Wednesday, June 17, 2015

EMR cluster and selection of EC2 instance type - Cost Optimization!

AWS Elastic MapReduce (EMR) is Amazon’s service providing Hadoop in the Cloud.
EMR inherently uses the EC2 nodes as the hadoop nodes. While triggering an EMR cluster, we can choose appropriate instance type based on the requirements of resources and profile of hadoop process.

In our case, we achieved direct cost saving of 30% by moving from m2.4xlarge to r3.2xlarge for our EMR cluster.
Apart from this, we had additional advantage of performance improvement of our hadoop jobs because of new generation CPUs in r3 instances and also because of SSD.
SSD is better for HDFS as well as MapReduce jobs because a MapReduce job reads/writes intermediate data to local disk.

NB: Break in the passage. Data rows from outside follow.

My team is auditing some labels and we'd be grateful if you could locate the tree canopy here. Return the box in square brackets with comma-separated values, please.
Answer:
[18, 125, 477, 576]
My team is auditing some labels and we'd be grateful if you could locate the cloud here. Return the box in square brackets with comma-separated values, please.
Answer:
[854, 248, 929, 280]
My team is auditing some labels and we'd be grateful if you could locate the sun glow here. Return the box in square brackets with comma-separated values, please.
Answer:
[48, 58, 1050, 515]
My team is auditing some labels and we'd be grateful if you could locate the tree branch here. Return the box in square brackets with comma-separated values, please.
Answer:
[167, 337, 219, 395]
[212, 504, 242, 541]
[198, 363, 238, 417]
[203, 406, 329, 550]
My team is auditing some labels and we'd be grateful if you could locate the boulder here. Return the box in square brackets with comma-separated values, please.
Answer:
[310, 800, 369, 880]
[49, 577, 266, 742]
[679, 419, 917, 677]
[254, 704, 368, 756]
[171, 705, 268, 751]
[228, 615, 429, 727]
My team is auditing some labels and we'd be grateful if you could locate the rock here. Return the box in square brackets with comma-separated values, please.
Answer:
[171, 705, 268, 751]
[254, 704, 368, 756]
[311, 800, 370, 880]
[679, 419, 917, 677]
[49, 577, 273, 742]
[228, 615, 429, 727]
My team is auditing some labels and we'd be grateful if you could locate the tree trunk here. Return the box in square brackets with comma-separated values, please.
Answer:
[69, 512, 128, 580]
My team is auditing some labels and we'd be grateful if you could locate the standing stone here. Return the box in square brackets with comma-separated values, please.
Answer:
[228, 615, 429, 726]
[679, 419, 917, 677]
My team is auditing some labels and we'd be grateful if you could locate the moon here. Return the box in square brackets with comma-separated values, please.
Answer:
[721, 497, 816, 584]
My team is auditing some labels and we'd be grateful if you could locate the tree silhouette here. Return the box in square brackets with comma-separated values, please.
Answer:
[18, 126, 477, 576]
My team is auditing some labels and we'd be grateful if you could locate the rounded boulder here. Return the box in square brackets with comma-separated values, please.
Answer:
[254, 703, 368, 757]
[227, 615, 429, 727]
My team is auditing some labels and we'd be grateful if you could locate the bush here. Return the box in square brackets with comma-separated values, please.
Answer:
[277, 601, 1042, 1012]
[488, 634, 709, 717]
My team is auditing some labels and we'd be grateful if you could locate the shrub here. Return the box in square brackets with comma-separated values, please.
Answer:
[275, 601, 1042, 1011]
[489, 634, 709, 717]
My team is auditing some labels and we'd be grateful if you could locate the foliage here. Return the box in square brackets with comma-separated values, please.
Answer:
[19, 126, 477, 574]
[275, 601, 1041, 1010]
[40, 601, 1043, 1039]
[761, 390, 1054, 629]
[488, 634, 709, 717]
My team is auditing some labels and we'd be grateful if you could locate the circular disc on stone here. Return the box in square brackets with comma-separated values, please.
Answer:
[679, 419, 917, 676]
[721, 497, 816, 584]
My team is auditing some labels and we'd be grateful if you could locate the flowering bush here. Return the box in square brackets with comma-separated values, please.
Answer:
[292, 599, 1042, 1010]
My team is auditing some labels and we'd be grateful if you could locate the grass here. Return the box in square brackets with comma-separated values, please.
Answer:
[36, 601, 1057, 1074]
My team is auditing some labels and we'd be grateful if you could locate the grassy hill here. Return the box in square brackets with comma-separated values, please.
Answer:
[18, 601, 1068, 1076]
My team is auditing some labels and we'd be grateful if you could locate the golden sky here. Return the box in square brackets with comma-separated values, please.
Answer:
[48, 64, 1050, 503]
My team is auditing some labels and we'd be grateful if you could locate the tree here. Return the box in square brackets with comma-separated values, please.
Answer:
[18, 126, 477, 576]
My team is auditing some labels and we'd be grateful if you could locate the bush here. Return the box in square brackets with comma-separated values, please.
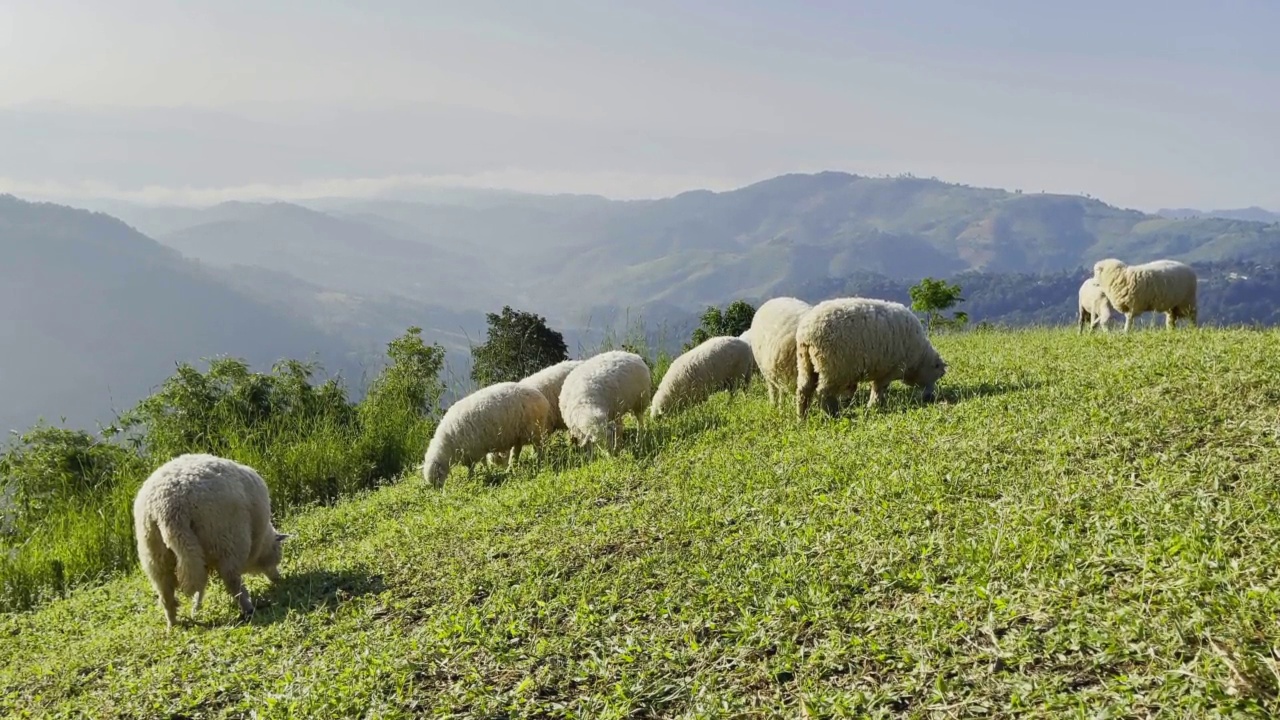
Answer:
[0, 328, 444, 610]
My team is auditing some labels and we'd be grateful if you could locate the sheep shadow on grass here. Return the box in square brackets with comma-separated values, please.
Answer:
[934, 379, 1044, 405]
[241, 570, 385, 625]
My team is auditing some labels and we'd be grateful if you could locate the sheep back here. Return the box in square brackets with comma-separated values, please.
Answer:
[649, 337, 755, 418]
[422, 382, 550, 487]
[1093, 258, 1198, 320]
[796, 297, 946, 415]
[133, 454, 287, 625]
[1078, 278, 1111, 332]
[559, 350, 653, 445]
[748, 297, 812, 400]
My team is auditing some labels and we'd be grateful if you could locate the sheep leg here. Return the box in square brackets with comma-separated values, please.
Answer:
[867, 380, 888, 407]
[147, 566, 181, 629]
[796, 372, 818, 420]
[218, 565, 253, 620]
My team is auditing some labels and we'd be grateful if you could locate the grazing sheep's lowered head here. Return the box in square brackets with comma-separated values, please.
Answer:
[902, 346, 947, 401]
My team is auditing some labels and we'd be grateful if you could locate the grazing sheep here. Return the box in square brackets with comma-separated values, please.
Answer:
[1093, 258, 1197, 332]
[796, 297, 947, 418]
[1079, 278, 1111, 334]
[748, 297, 812, 407]
[422, 383, 552, 488]
[561, 350, 653, 450]
[133, 455, 289, 628]
[649, 337, 755, 418]
[485, 360, 582, 465]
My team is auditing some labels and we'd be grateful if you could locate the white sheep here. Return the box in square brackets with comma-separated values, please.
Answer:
[796, 297, 947, 418]
[1078, 278, 1111, 333]
[1093, 258, 1197, 332]
[133, 455, 289, 628]
[559, 350, 653, 450]
[422, 382, 552, 488]
[748, 297, 812, 406]
[486, 360, 582, 465]
[649, 337, 755, 418]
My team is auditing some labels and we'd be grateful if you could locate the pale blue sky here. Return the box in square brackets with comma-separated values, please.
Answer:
[0, 0, 1280, 209]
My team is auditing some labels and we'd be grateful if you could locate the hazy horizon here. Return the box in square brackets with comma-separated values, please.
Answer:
[0, 0, 1280, 211]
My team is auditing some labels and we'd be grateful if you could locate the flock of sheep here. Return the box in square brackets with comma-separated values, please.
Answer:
[133, 259, 1197, 628]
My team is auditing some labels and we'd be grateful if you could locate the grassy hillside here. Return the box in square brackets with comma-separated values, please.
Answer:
[0, 331, 1280, 717]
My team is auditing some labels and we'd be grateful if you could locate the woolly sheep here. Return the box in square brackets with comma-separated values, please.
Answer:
[796, 297, 947, 418]
[422, 382, 552, 488]
[559, 350, 653, 450]
[486, 360, 582, 465]
[748, 297, 812, 406]
[649, 337, 755, 418]
[1079, 278, 1111, 333]
[133, 455, 289, 628]
[1093, 258, 1197, 332]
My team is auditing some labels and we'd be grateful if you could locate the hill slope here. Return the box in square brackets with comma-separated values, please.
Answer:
[0, 331, 1280, 717]
[0, 196, 347, 432]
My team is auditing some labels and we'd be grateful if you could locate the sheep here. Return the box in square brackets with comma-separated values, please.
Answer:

Apart from this, earlier we used to use m2.4xlarge cluster for all transient clusters but as part of this optimization I observed that some jobs used to take hardly 15 minutes.
Now, as EMR billing is done on hourly rates, even for using cluster for only 20 minutes, we will end up paying cost for full 1 hour.
In such cases, I decided to move corresponding jobs to smaller r3.xlarge instances which resulted in cost savings of 65%!

We can further push this cost savings upto 90% by moving to spot instances for our transient clusters.
However this requires more effort in terms of ensuring fault-tolerance of our workflows and avoiding delays in our job execution due to loss of spot instances because of price spikes.

In summary, appropriate instance type selection can significantly reduce your EMR bills!

Following page talks about available EC2 instance types - http://aws.amazon.com/elasticmapreduce/pricing/
After comparing various instance types, I decided to move our transient clusters from m2.4xlarge to r3.2xlarge clusters.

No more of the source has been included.